In breast cancer, the presence of estrogen receptor alpha (ER) denotes a better prognosis and response to antiestrogen therapy. Lack of ERalpha correlates with overexpression of epidermal growth factor receptor or c-erbB-2. We have shown that hyperactivation of mitogen-activated protein kinase (MAPK) directly represses ERalpha expression in a reversible manner. In this study, we determine if inhibition of MAPK in established ERalpha(-) breast cancer cell lines and tumors results in reexpression of ERalpha, and further, if reexpression of ERalpha in these ERalpha(-) tumors and cell lines could restore antiestrogen responses. Established ERalpha(-) breast cancer cell lines, ERalpha(-) breast tumors, and tumor cell cultures obtained from ERalpha(-) tumors were used in this study. Inhibition of hyperactive MAPK was accomplished via the MAPK/ERK kinase 1/2 inhibitor U0126 or via upstream inhibition with Iressa or Herceptin.

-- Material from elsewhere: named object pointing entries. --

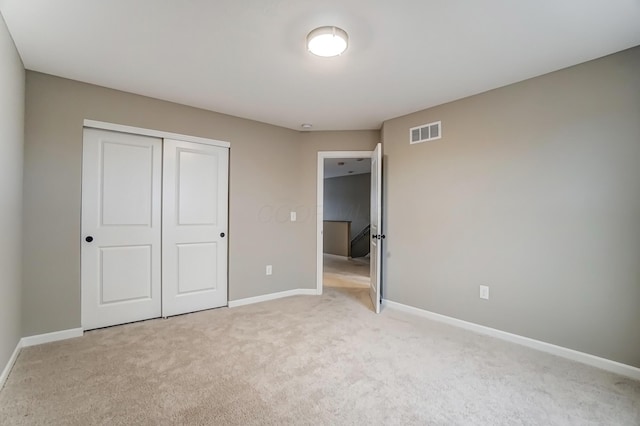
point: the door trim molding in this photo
(103, 125)
(320, 203)
(561, 351)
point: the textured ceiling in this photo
(247, 58)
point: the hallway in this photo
(345, 273)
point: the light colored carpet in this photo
(306, 360)
(339, 271)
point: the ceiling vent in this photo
(425, 132)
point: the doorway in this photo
(344, 237)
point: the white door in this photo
(377, 237)
(121, 208)
(194, 240)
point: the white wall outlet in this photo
(484, 292)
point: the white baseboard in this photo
(273, 296)
(10, 363)
(39, 339)
(592, 360)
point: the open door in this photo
(376, 227)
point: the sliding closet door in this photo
(121, 208)
(194, 240)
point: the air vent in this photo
(425, 132)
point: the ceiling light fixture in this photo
(327, 41)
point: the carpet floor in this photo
(306, 360)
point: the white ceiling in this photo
(336, 167)
(247, 57)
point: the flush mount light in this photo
(327, 41)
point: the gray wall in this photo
(269, 176)
(534, 190)
(348, 198)
(11, 143)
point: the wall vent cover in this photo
(425, 132)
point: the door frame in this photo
(103, 125)
(322, 155)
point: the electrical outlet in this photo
(484, 292)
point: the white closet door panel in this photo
(121, 216)
(195, 181)
(197, 175)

Western blotting or reverse transcription-PCR for ERalpha was used to assess the reexpression of ERalpha in cells treated with U0126. Growth assays with WST-1 were done to assess restoration of antiestrogen sensitivity in these cells. Inhibition of MAPK activity in ERalpha(-) breast cancer cell lines results in reexpression of ERalpha; upstream inhibition via targeting epidermal growth factor receptor or c-erbB-2 is equally effective. Importantly, this reexpressed ERalpha can now mediate an antiestrogen response in a subset of these ERalpha(-) breast cancer cell lines. Treatment of ERalpha(-) tumor specimens with MAPK inhibitors results in restoration of ERalpha mRNA, and similarly in epithelial cultures from ERalpha(-) tumors, MAPK inhibition restores both ERalpha protein and antiestrogen response. These data show both the possibility of restoring ERalpha expression and antiestrogen responses in ERalpha(-) breast cancer and suggest that there exist ERalpha(-) breast cancer patients who would benefit from a combined MAPK inhibition/hormonal therapy.